Öğrenci Andı ve Montrö anlaşmazlığı bir çatlak oluşturur mu?
Ve geçtiğimiz hafta 104 gâfil emeklinin sözde
bildirisi çıktı karşımıza. Muhtıra kıvamındaki bildiriyi yazanlar, Montrö’yü
Cumhuriyet’in en büyük kazanımlarından biri olarak kabul ederek Montrö’nün
tartışmaya açılması üzerinden Hükûmet’i tehdit etme densizliğini
göstermişlerdi.
Devlet Bahçeli, bu hâdsiz emekli tayfasına hâdlerini
bildirmekte gecikmedi ve en ağır ifadelerle telin etti. Ancak hemen ardından
Montrö Boğazlar Sözleşmesi’ni yere göğe sığdıramayan, tartışılmasını mümkün
görmediğini anlatan ifadeler sarf etti. Montrö, Cumhuriyet’in en büyük
kazanımlarından ve Bahçeli’nin kırmızı çizgisi olarak çıktı karşımıza bir anda.
Salı günü yayınlanan makalemi kaleme aldığımda,
Erdoğan henüz konuyla ilgili açıklaması yapmamıştı, dolayısıyla bildiriyle
ilgili konuda bu topa girip girmeyeceğini bilmiyordum. Bu ortamda yazdığım
fikirlerimin, Başkan Erdoğan tarafından da benzer cümlelerle ifade edilmiş olmasından
dolayı gurur duydum hâliyle. Ancak önemli bir endişeye de sevk etti beni bu
açıklamalar. Zira Bahçeli’nin (bence) sadece Mustafa Kemal imzaladı diye
savunmaya çalıştığı sözleşme, Erdoğan’a göre elimizi kolumuzu bağlayan,
Türkiye’nin lehine maddeler içermeyen ve zamanı geldiğinde tartışılması gereken
bir sözleşmeydi.
Aslına bakarsanız, her iki lider için de bir bekâ
sorunuydu Montrö; biri için varlığı, biri için yokluğu…

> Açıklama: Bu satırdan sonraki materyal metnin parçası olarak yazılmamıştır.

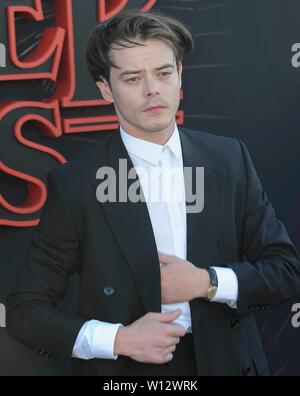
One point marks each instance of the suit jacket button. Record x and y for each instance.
(235, 323)
(109, 291)
(247, 371)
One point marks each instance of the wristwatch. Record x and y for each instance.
(213, 287)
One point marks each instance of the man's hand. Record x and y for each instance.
(150, 339)
(181, 280)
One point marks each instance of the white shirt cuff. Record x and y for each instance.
(96, 340)
(228, 287)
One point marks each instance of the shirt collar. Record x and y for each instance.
(149, 151)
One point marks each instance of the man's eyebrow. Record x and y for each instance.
(127, 72)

Endişem o ki, farklı açılardan bekâ sorunu olan bu
mesele, devletin bekâsı için bir araya gelmiş iki lideri birbirinden
uzaklaştırmasın! Bugün için böyle bir ayrılığa dair şartlar uygun değil. Zira
devletin gücü şu anda Erdoğan’ın varlığına bağlı. Olası Erdoğan’sız bir
denklemde, devletin başına geçecek kişi kesinlikle Bahçeli’nin onay vereceği
bir isim olamaz. Tâ ki üçüncü bir sağ ittifak kurulana kadar…
Üçüncü ittifak mümkün mü?
“Bu mümkün müdür?” diye bakalım o hâlde…
Her ne kadar konuşulmaya başlanmış olsa da bugünkü
şartlarda üçüncü ittifak çok akılcı görünmüyor.

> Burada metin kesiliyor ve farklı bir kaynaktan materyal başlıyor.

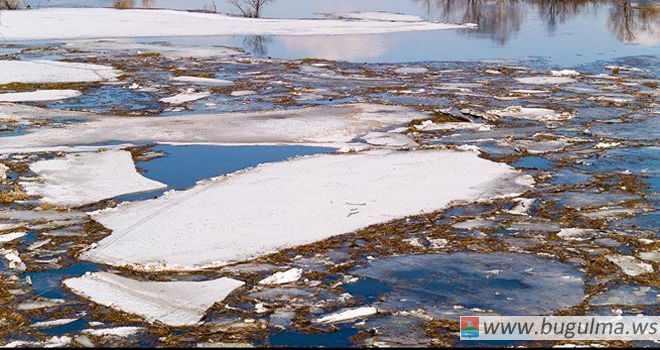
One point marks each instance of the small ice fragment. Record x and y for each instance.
(347, 315)
(282, 277)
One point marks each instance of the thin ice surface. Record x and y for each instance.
(329, 125)
(84, 178)
(278, 205)
(172, 303)
(41, 71)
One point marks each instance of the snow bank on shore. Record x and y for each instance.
(82, 23)
(175, 304)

Velev ki birileri bir çözüm yolu olarak gördü ve yeni
bir sağ ittifak kurmaya gayret etti diyelim, mümkün olan en büyük ortaklık, MHP
ve İyi Parti’nin bir araya gelmesi ile sağlanabilir. Yanlarına Saadet’i,
DEVA’yı, Gelecek’i, DP’yi ve hatta BBP’yi alabildiklerini de varsayalım, ne
olur? Yüzde 30’u zorlayabilecek bir blok çıkar ortaya.

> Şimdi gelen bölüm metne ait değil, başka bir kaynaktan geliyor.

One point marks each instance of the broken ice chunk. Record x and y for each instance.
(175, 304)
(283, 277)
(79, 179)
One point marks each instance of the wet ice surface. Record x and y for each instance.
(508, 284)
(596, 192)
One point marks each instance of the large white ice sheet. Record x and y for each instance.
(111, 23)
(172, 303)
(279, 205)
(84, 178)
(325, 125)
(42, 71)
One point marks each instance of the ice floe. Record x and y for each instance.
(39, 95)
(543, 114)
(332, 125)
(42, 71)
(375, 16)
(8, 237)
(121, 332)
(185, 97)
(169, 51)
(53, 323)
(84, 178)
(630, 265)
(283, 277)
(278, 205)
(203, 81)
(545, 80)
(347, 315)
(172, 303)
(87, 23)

Bu blok da diğer muhalefet blokları gibi ilk turda
cumhurbaşkanı seçtirmeye yetmeyeceği için ikinci turda birileri ile ortak
hareket etmek zorunda kalırlar.
Erdoğan’a karşı kurulan bir ittifakın Erdoğan ile
ortaklık etmesi düşünülemeyeceğine göre, ikinci tur için CHP ve hatta HDP ile
anlaşma zorunluluğu doğar. İyi Parti ile ortak olmasını bile içine
sindiremeyeceğini zannettiğim, tanıdığımız Bahçeli’nin, bu son seçeneği aklına
bile getirmeyeceğine kalıbımı basarım.
Hiç arzu etmem ama Cumhur İttifakı’ndaki muhtemel bir
ayrılığın sonunda, bence olası tek alternatif MHP’nin tek başına hareket etmesi
yani seçim ikinci tura kalırsa hiç kimse lehine kampanya yürütmemesidir.
Evet, 2018’e göre oylar değişmiş, iktidar partisi
kendi içinden çok küçük de olsa iki parti doğurmuş ve seçim tarihinde 20 yıllık
bir yıpranmaya maruz kalmış olacaktır. Ama o seçimde MHP’nin 5 buçuk milyon oy
aldığını ve toplam geçerli oyun 50 milyon olduğunu düşünürsek, Erdoğan’ın
devrilmesi için kalan 44 buçuk milyon oyun yarıdan bir fazlasının bir tek
adayda toplanması gerekir ki bu da ancak memlekette AK Parti dışındaki bütün
milliyetçi muhafazakâr seçmenin Erdoğan’ın karşısındaki adaya oy vermesiyle
mümkün olur.
Biliyorum, bu hesaplar, hele ki seçime daha iki yıldan
fazla süre varken doğru sonuçlara götürmeyebilir bizi. Ancak biliyoruz ki,
mevcut siyâsî aritmetiği değiştirmenin tek yolu, sağ-sol-bölücü ayrımı yapmadan
Erdoğan’ın karşısına tek blok olarak çıkmaktan geçer. Devlet Bahçeli ise
kırmızı çizgilerini üst üste koyar ve hangi taraf o çizgiyi daha çok aşıyor,
hangisi kendi millî hedeflerine daha çok hizmet ediyor görür ve ona göre karar
verir.
“Daha önce çark etti ve AK Parti’ye yanaştı, yine yapabilir” diye düşünenler çok da heveslenmesinler. Milliyetçi Hareket’in lideri, Türkmen Beyi Bahçeli, millî irade aleyhine çark etmez!